Tata Cara Permohonan Grasi

Tata Cara Permohonan Grasi

Secara harfiah grasi berarti pengampunan, secara terminlolgi Grasi diartikan sebagai pengampunan yang diberikan oleh kepala negara kepada seseorang yang telah dijatuhi pidana. Menurut Pasal 14 ayat (1) UUD 1945 yang berbunyi, “Presiden memberi grasi dan rehabilitasi dengan memperhatikan pertimbangan Mahkamah Agung”. Kekuasaan Presiden memberikan grasi ini adalah salah satu hak prerogatif (hak istimewa) yang dimiliki Presiden, tergololong sebaagai upaya hukum istimewa atas sesuatu putusan pengadilan yang telah mempunyai kekuatan hukum tetap.

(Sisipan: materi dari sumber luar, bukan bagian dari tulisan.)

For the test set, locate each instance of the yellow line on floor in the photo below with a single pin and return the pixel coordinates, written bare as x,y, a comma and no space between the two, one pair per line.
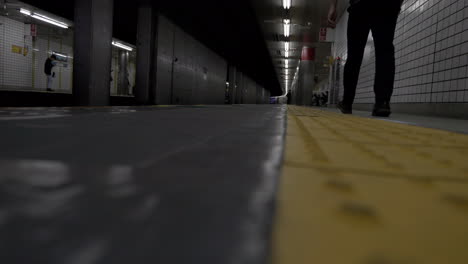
361,190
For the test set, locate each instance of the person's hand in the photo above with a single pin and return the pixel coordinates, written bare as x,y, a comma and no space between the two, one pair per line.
332,16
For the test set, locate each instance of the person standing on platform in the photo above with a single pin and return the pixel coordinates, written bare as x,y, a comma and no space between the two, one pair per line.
380,18
48,67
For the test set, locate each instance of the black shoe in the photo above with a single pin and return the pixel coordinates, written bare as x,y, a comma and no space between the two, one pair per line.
345,108
382,109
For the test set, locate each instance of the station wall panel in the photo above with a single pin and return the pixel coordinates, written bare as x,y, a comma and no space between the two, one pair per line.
25,70
187,71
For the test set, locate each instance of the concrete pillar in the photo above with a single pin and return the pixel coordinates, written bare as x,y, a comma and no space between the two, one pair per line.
92,52
306,77
122,87
232,79
239,88
146,35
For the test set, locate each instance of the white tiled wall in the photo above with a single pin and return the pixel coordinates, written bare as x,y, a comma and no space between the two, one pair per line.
26,72
431,42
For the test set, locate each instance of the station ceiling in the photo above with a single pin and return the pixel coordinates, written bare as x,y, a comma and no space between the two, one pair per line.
306,18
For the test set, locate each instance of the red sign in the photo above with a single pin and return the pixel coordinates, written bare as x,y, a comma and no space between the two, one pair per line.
308,54
323,34
33,30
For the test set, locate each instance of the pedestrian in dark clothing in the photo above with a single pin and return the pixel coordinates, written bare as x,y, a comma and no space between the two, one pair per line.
380,18
49,65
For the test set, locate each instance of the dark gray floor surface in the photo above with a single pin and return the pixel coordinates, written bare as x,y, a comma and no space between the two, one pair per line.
138,185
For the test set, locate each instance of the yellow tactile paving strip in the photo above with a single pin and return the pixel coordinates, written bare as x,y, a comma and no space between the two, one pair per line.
360,190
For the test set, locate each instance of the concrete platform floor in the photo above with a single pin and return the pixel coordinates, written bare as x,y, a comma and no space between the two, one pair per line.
138,184
200,184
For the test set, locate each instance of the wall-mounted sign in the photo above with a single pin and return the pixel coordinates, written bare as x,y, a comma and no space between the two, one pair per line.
16,49
323,34
34,30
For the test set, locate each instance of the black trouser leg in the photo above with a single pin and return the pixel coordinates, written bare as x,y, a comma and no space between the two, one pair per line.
358,33
383,31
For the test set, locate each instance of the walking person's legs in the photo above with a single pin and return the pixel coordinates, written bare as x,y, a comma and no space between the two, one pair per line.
383,31
50,82
358,33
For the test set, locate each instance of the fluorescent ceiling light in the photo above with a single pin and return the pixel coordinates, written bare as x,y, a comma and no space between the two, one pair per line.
287,27
122,46
43,18
25,11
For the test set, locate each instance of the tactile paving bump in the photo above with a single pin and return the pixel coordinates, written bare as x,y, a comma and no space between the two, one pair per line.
361,190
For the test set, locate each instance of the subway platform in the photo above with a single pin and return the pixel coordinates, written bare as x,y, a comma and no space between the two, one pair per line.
231,184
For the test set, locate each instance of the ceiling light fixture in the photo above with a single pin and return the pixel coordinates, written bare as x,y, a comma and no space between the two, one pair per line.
122,46
287,27
43,18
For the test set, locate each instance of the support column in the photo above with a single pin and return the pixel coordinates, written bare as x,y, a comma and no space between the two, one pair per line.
92,52
145,53
232,79
239,87
122,88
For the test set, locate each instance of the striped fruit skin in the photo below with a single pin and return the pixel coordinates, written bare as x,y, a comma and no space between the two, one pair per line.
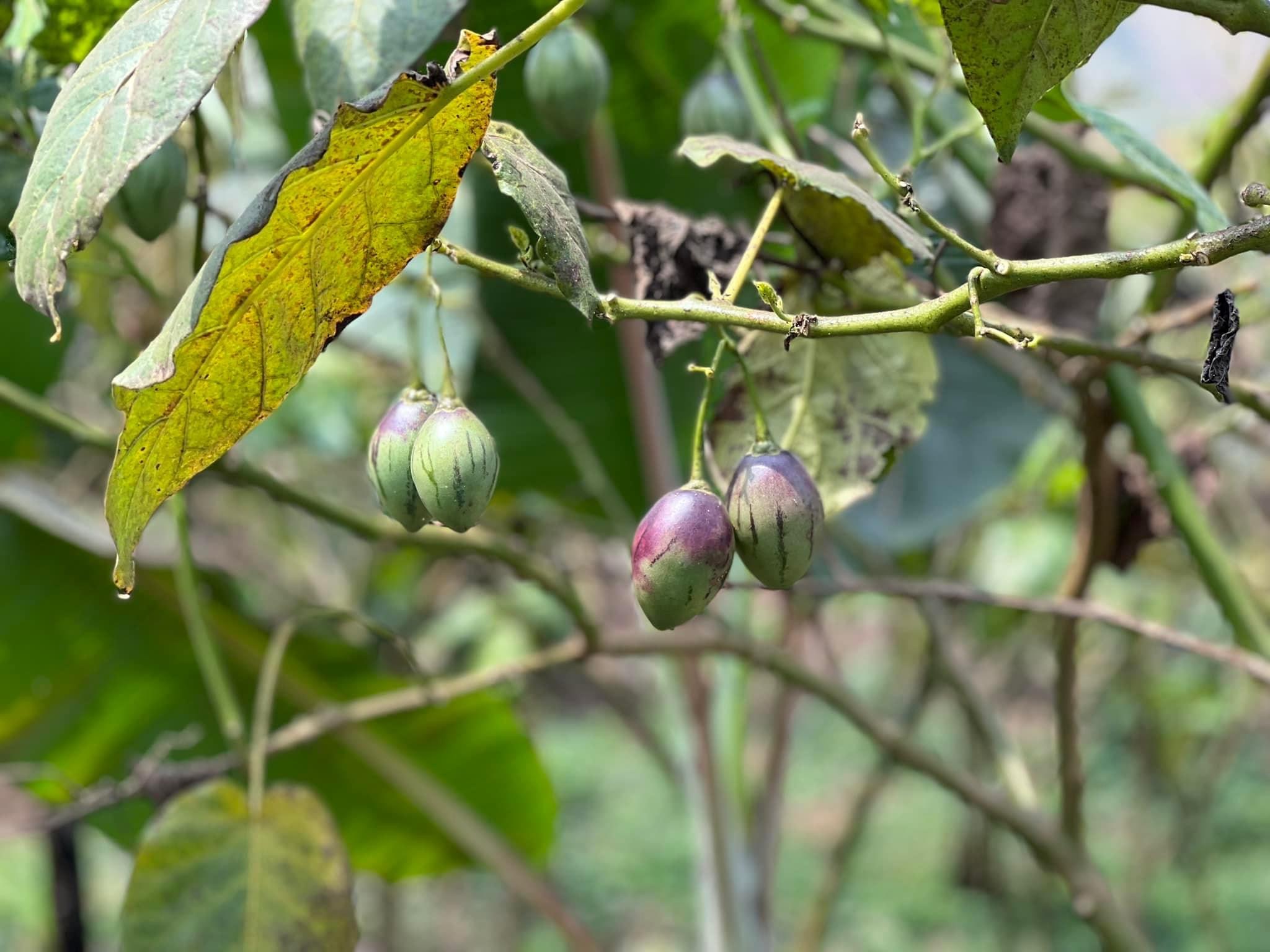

Pelaksanaan grasi di Indonesia diatur dalam UU No. 22 Tahun 2002 tentang Grasi, dalam Pasal 2 ayat (2) disebutkan grasi sebagai pengampunan berupa perubahan, peringanan, pengurangan, atau penghapusan pelaksanaan pidana kepada terpidana yang diberikan oleh Presiden. Putusan pemidanaan yang dapat dimohonkan grasi sebagaimana dimaksud pada Pasal 2 ayat (2) Undang-undang grasi yaitu  oleh terpidana atas putusan pemidanaan berupa pidana mati, penjara seumur hidup atau pidana penjara paling singkat  2 (tahun).

Pemberian grasi bukan merupakan persoalan teknis yuridis peradilan dan tidak terkait dengan penilaian terhadap putusan hakim. Artinya, pemberian grasi hanya dimiliki seorang presiden dengan tetap memperhatikan pertimbangan Mahkamah Agung. Tujuan pemberian grasi dalam bentuk pemberian remisi ini adalah untuk kepentingan para terpidana  sendiri, karena selama menjalani hukuman, terpidana menunjukan kelakuan yang baik.kemudian disamping itu tujuannya adalah kepentingan negara, dimana para terpidana akan lebih cepat kembali ke lingkungan masyarakat. Hal ini sesuai dengan tujuan lembaga pemasyarakatan itu sendiri.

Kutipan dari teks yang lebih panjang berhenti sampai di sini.